KHS has four models of fat bikes for 2015, all under the series '4 Season'. The first three - 500, 1000 and 3000 - have alloy frames and higher quality components at each level, while the top of the line 5000 offers a full carbon frame and fork. Prices range from $999 for the 500, to $1299 for the 1000, $1999 for the 3000 and $3299 for the 5000.
KHS 4S 3000
The 3000 and 5000 are basically identical spec except for the carbon frame and fork (and a different crank), with the 3000 we tested offering probably the best value.
The 3000 frame is a sloping top tube design, built with custom formed 6061 aluminum. Both the top tube and down tube have been shaped, with the top tube transitioning from a more square shape at the head tube to a triangular one at the seat tube. The fork is oversized alloy with the traditional U-shape crown. The head tube is tapered and the stays (seat and chain) feature S-curves for clearance. The seat stays have an additional curved brace for rigidity. One interesting option is an adjustable rear dropout, allowing you to change the wheelbase. Overall, it is a sturdy and cleanly finished frameset, albeit not particularly light weight.
Oversize tapered head tube
Curved stays and a seat stay support for clearance and rigidity
A custom shaped sloping top tube
SRAM for the drivetrain and an adjustable rear dropout
Component-wise, the 3000 is well equipped for its price point, with SRAM derailleurs (X7 front and shifters, X9 rear), and Hayes Prime Sport hydraulic disc brakes front and rear.

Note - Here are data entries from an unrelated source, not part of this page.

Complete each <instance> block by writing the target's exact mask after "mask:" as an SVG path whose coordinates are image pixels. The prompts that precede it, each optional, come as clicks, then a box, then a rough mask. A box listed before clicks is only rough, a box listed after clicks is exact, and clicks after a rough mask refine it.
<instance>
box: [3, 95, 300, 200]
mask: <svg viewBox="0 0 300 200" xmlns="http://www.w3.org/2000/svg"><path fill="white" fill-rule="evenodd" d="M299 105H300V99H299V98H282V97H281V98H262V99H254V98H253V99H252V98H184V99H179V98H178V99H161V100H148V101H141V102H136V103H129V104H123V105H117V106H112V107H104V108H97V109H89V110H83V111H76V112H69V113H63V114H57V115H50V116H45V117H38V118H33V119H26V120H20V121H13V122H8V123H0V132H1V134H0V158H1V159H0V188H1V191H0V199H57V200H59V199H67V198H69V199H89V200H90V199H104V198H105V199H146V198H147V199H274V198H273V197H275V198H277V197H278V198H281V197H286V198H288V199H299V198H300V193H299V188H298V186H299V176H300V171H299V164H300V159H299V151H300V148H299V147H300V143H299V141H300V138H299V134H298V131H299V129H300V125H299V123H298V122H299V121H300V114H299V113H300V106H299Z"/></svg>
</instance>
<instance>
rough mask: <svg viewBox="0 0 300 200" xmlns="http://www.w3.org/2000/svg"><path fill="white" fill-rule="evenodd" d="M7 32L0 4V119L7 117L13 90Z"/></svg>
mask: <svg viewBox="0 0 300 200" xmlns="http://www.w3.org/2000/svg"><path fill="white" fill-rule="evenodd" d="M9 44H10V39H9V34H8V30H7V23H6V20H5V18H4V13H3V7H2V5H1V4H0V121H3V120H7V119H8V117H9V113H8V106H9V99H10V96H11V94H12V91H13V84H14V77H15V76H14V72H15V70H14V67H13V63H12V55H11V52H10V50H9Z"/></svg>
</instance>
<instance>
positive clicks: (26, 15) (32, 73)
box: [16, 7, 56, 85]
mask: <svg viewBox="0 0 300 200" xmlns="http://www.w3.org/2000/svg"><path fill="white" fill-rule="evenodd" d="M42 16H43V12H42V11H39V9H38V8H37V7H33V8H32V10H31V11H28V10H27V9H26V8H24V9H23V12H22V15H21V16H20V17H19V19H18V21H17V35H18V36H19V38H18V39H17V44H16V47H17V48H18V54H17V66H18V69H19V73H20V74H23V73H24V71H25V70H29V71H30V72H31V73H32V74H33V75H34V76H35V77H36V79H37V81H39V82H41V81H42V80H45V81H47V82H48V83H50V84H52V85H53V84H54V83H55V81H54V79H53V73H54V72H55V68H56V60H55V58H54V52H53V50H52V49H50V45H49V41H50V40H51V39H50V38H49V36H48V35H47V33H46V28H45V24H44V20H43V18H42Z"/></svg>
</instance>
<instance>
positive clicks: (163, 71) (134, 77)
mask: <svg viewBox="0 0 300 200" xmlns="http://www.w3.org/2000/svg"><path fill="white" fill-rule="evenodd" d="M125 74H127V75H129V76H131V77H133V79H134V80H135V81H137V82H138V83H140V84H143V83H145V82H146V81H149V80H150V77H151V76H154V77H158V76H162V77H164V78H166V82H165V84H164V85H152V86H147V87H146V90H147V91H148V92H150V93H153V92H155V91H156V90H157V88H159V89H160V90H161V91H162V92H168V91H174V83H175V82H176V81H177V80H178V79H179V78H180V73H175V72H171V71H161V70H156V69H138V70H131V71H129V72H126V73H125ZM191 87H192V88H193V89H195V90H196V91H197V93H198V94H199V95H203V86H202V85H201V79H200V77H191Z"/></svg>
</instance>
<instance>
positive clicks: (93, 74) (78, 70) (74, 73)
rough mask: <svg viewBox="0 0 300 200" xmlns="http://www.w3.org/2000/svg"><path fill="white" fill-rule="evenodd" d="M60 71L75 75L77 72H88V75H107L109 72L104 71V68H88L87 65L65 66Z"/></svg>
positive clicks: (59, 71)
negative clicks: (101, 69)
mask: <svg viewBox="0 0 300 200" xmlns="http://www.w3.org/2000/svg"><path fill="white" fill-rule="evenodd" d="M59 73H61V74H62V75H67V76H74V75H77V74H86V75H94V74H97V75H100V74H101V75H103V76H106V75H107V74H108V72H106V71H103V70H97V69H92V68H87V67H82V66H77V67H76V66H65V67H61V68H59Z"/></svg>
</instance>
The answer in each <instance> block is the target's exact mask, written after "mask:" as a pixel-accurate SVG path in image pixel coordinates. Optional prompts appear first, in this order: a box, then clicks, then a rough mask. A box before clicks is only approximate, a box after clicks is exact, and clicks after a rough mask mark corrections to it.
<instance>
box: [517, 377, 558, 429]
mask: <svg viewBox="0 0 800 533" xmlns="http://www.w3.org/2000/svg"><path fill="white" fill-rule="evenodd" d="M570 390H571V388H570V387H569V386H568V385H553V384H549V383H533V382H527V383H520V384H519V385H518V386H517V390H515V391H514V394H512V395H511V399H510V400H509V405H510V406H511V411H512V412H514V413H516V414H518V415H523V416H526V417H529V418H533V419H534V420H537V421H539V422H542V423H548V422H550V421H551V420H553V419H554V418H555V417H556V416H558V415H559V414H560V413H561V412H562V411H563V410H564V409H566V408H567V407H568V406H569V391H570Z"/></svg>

Handlebars and stem are Kore, while the crank and seatpost are KHS-branded alloy. The gearing is a wide ranging 26/36 on the front mated to a 11-36, 10 cog rear cluster.
Kore components for the handlebars and stem
Huge Vee Rubber Snow Shoe XL tires float over the snow
The wheels deserve specific description, since they are the key element of making this a fat bike. Fat bike rims can be anywhere from 44mm wide to 160mm, and these are slightly on the wider side than most at 100mm (the widest of any of our test bikes). This goes hand-in-hand with the tires - Vee Rubber Snow Shoe XL - at 4.8" wide. These are massive tires, with a fairly aggressive knob pattern.
All in all, the KHS 4 Season 3000 is good value at $1999.
Now, to the ride. As with all fat bikes, ride characteristics are heavily influenced by tire pressure; meaning if you get it wrong any fat bike will not handle well. The extremely large tires of the 3000 makes it particularly strong in snow and sloppy mud conditions. Where even some other fat bikes might start to slip in the mud or bog down in wet, deep snow, the 3000 rolls right along. Even when we had a thaw-freeze period that turned the trails into a hard, rutted icy mess, the 3000 rolled through it.
It climbs extremely well and descends competently. This is not a bike for high speed descending or fast riding on tight, technical trails - no fat bike is, really, but the 3000 is less-so than most. Bottom bracket clearance is excellent and it can roll over most obstacles. There seems to be a slight tendency to oversteer, but I think much of this can be chalked up to the wide stance of the handlebars (I would probably cut them down a bit, if it were my bike).
The 3000 was one of the heavier bikes we tested, but that is, in large part, due to the larger than average wheels and tires. It is not a significant issue - no fat bike is really light - and the gearing means you can climb pretty much anything, but for some riders it will definitely be a negative. Move up to the carbon-framed 5000, and that issue will disappear completely.
The KHS 4 Season 3000 is definitely a bike you can ride in all seasons, with its greatest strengths coming in adverse conditions.